In these pages, we get a glimpse into the life of a young girl haunted by the loss of her beloved father - a man who drowned at sea while out on his fishing boat, but rumoured to have run off with his lover and abandoned his wife and child. For Kara, something has gone missing from her life along with her father, but she knows that he was planning to return home to her, despite what people say - if she could only find him in the waves and bring him home, and so make herself whole again.
This is the most wonderful coming of age story, set in the heady summer of 1978, and it sings with the promise of what Kara's life could be if she can break away from this small community and pull of the sea that holds the echoes of her father. She knows she wants more than life here can offer and longs for the bright lights of London.
"The snow cranes are ready to fly south again with all our squandered beauty
stowed beneath their wings."
Amanda Huggins writes the part of Kara so beautifully. Her portrayal is full of the angst and confused emotions of youth, rich with palpable longing for adventure away from the stifling small town community in which she lives, for a life of glamour with sophisticated companions, and yet unable to quite throw off the lure of security that home guarantees. It's so evocative for anyone who grew up in a small seaside town, like myself, that I found myself pulled right back in time - the people, the environment and the feelings all came rolling back!
Of course, coping with the loss of her father makes this more than your usual coming of age tale and it allows Amanda Huggins to fully explore Kara's relationship with the sea in all its wild and rugged glory - bringing in a riot of colour, sound and the symbolism of mysterious folk lore magic that draws us in and lets the waves of the text wash over us.
For a novella of only 122 pages All Our Squandered Beauty takes you on the kind of emotional journey that only an accomplished author can. I loved the way Amanda uses the locations of home and Greece as a way to contrast between Kara's experiences of people and environment - again using the sea almost as an extra character in the story - it was so cleverly done.

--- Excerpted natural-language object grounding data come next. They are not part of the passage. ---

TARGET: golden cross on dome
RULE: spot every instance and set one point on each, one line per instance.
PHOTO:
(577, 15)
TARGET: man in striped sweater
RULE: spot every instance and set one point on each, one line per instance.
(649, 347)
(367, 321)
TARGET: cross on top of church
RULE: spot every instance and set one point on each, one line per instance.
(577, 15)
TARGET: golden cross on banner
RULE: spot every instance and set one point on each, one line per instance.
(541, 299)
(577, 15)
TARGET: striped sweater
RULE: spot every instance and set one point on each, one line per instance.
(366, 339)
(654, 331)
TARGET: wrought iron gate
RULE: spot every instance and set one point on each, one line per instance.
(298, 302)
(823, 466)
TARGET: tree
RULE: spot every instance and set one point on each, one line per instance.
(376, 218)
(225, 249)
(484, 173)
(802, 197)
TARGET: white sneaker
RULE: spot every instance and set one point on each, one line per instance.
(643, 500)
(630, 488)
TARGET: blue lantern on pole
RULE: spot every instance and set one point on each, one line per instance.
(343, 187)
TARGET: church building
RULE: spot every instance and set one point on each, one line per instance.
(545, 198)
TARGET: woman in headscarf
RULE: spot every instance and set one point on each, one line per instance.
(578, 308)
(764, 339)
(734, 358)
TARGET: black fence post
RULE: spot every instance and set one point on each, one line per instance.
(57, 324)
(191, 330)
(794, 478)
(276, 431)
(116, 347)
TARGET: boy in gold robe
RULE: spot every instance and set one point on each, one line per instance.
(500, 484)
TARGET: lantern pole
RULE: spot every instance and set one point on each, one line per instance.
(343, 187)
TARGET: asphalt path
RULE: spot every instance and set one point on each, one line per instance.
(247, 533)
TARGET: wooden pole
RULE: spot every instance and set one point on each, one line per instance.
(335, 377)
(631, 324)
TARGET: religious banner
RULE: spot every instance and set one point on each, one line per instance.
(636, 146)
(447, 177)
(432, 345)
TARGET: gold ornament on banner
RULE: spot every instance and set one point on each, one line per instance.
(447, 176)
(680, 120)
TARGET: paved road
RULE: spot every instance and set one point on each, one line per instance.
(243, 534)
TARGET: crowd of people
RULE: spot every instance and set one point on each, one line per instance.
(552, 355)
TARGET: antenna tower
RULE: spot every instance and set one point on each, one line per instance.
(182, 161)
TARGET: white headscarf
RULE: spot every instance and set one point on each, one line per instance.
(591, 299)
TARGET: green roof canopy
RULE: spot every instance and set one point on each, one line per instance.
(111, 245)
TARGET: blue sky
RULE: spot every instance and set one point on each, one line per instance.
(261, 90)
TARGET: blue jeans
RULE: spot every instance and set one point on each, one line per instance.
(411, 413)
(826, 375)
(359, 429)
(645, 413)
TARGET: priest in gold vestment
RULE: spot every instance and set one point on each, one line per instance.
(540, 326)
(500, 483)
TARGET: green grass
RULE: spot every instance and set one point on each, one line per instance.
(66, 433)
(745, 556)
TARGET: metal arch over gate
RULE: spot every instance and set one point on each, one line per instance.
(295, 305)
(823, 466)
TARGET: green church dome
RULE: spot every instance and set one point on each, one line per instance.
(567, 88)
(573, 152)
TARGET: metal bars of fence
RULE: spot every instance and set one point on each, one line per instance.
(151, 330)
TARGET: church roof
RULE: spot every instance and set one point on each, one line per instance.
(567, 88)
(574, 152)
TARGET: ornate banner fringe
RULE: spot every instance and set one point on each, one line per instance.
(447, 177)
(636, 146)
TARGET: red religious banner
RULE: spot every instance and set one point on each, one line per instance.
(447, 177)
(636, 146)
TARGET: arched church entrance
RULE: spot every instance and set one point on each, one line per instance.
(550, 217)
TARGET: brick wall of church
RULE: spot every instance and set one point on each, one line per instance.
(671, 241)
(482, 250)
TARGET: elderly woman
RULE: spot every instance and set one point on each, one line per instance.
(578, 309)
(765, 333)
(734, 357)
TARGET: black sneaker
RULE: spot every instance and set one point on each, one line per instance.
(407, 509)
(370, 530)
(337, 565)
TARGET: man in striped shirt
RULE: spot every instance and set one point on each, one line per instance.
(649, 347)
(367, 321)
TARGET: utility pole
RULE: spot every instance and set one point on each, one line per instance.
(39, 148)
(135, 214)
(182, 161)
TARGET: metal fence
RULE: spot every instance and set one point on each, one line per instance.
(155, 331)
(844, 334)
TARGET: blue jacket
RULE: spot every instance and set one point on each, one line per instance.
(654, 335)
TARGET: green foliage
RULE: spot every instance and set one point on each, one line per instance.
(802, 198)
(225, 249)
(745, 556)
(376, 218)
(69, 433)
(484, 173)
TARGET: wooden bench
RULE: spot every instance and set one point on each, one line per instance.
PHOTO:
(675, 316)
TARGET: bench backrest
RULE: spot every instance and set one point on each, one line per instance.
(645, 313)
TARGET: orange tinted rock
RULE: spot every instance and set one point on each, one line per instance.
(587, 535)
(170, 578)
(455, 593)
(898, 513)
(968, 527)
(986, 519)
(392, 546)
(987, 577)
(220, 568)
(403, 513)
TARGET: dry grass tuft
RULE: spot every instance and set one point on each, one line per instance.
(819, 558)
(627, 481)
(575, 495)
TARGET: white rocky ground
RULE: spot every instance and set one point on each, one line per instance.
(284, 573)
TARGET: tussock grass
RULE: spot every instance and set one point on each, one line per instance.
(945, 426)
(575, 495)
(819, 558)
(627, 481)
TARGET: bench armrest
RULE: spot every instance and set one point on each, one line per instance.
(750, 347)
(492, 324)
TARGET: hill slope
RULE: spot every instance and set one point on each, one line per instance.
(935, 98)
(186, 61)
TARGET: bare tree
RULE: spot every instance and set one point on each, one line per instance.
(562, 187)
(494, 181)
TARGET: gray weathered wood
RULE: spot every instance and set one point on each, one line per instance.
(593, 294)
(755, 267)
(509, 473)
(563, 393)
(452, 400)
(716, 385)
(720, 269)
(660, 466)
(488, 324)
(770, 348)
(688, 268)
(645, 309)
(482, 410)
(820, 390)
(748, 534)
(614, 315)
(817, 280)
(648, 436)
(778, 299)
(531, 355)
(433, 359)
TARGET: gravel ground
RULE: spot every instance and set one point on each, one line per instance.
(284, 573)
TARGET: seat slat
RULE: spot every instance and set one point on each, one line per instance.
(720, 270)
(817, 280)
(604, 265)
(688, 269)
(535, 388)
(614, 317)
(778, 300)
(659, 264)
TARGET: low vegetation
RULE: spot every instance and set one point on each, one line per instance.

I also adored the little nod Amanda makes to her own incredible poetry anthology, The Collective Nouns For Birds, when Kara reminisces about her father. This made me smile big time, Amanda!
This book is beautiful and I promise you it will take you through a whole gamut of emotions, with plenty of tears along the way, but both the journey and the destination will make it all worthwhile.
All Our Squandered Beauty will be available to buy from your favourite book retailer in paperback format from 31st January 2021.
Thank you to Amanda Huggins and Victorina Press for gifting me a copy of this book in return for an honest review.
About the author:
She has been placed and listed in numerous competitions including Fish, Bridport, Bath, the Alpine Fellowship Writing Award and the Colm Toibin International Short Story Award.
In 2018 her story Red was a finalist in the Costa Short Story Award. Her travel writing has also won several prizes, notably the BGTW New Travel Writer of the Year in 2014, and she has twice been a finalist in the Bradt Guides New Travel Writer Award.
Amanda grew up on the North Yorkshire coast, moved to London in the 1990s, and now lives in West Yorkshire.